PAMEKASAN, MADURANET – Di ujung utara Pamekasan, hamparan cabai, semangka, dan melon memecah citra lama Pantura, gersang dan selalu kekurangan air. Di sela tanaman yang tumbuh rapi itulah, Sakera Farm bernaung, sebuah komunitas petani yang justru lahir di masa genting pandemi Covid-19, 2020 silam.
Sutipyo, 35 tahun, Ketua Sakera Farm, masih ingat saat pertama kali mencoba peruntungan dengan cabai besar pada 2017 di Desa Dempo Barat. Lingkungan sekitar tak memberi banyak dukungan.
“Pantura kan kering. Air terbatas. Mana mungkin berhasil? kata orang-orang. saya dicibir, bahkan dianggap nekat,” cerita Sutipyo, Sabtu (27/9/2025).
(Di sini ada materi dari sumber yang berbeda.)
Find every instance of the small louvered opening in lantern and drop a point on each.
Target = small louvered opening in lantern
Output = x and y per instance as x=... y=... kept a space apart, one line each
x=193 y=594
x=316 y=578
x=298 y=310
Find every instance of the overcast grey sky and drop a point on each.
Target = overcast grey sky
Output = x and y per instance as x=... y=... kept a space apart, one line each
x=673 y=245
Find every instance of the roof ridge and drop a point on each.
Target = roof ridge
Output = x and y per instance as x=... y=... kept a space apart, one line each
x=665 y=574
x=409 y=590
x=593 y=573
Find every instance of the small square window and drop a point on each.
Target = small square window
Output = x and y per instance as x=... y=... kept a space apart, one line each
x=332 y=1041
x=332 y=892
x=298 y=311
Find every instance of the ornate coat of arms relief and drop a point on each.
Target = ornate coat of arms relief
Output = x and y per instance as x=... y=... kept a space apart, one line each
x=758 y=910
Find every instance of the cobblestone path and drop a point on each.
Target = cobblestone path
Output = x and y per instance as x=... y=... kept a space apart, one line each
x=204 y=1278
Tapi panen cabai besar justru membuka jalan. Dari situ, ia melanjutkan ke tomat, lalu semangka dan melon.
“Sedikit demi sedikit saya ingin membuktikan, tanah pantura bisa produktif kalau dikelola dengan tekun,” ujar Sutipyo.
Lima tahun berjalan, Sakera Farm bukan lagi sekadar komunitas tani biasa. Dari Juli hingga September 2025, komunitas ini berhasil memanen 27 ton semangka.
Bahkan lahan yang masih tahap tanam, berpotensi menambah panen 35 ton lagi. Sehingga total, Sakera Farm bisa menghasilkan 62 ton sampai Oktober depan.
”Hasil itu tak hanya memenuhi pasar lokal, tapi juga merambah Jawa Timur hingga Bali,” sahutnya.
Sutipyo sendiri sehari-hari juga menjabat Kepala Sekolah SMKS Al Falah Dempo Barat. Latar belakangnya bukan akademisi pertanian. Ia alumnus PAI Al-Khairat dan D1 Informatika Unira, program beasiswa operator sekolah.
Pengetahuannya ditempa dari lapangan, sekitar 2015-2017, ia belajar pada pegiat pertanian Hanif di Ganding Sumenep, lalu ikut komunitas tani di Kadur Pamekasan, hingga mengikuti field trip PT Asterindo di Ambulu, Jember.
“Ilmu itu bisa dicari, asal mau belajar dan terjun langsung,” katanya.
Kini, Sakera Farm beranggotakan 30 petani dari Dempo Timur, Dempo Barat, Sana Tengah, Sana Dejeh, hingga Tokerbuy. Bagi mereka, komunitas bukan sekadar wadah usaha, melainkan ruang kekeluargaan.
“Kalau ada anggota panen, kami jadikan ajang silaturahmi,” kata Sutipyo.
Untuk bekal pengetahuan, mereka rajin menggandeng perusahaan obat-obatan pertanian dan suplier. Model gotong royong dijaga, mulai dari proses tanam hingga distribusi hasil panen.
Kerja kolektif membawa hasil panen Sakera Farm menembus pasar besar. Cabai dikirim ke Bali, sementara semangka dan melon dipasarkan ke Malang dan Surabaya lewat perusahaan mitra.
Sejak ada program Makan Bergizi Gratis (MBG), hasil panen mereka juga terserap ke masyarakat sekitar.
“Jadi produk kami tidak hanya ke perusahaan luar Madura, tapi juga dinikmati langsung oleh warga sini,” ujar Sutipyo.
Pantura selama ini identik dengan lahan tembakau dan keterbatasan air. Tapi Sakera Farm membalikkan anggapan itu. Dari lahan kering, mereka menumbuhkan ketahanan pangan berbasis komunitas.
Menurut Sutipyo, petani sebenarnya punya peluang besar. Hanya saja, keterbatasan akses pasar membuat banyak yang kehilangan motivasi untuk berinovasi.
“Kami ingin jadi teman yang memberi semangat. Di sini kami belajar, lahan gersang bukan alasan untuk berhenti. Justru tantangan untuk membuktikan kalau pertanian masih bisa jadi harapa,” katanya, sambil tersenyum lebar.
Adanya komunitas tersebut, mulai memotivasi para pemuda untuk mulai bertani. Tercatat, ada sekitar 15 pemuda ikut aktif dalam komunitas Sakera Farm.
Muhammad Haris (27), salah satu pemuda, anggota dari Dempo Timur, mengaku merasakan langsung dampaknya. Sekali panen, ia bisa mengantongi Rp45 juta dari modal Rp15 juta hanya dalam dua bulan.
”Alhamdulillah, ditengah sulitnya lapangan pekerjaan, dengan adanya komunitas ini saya bisa mandiri,” ucap haris dengan senyuman lebar.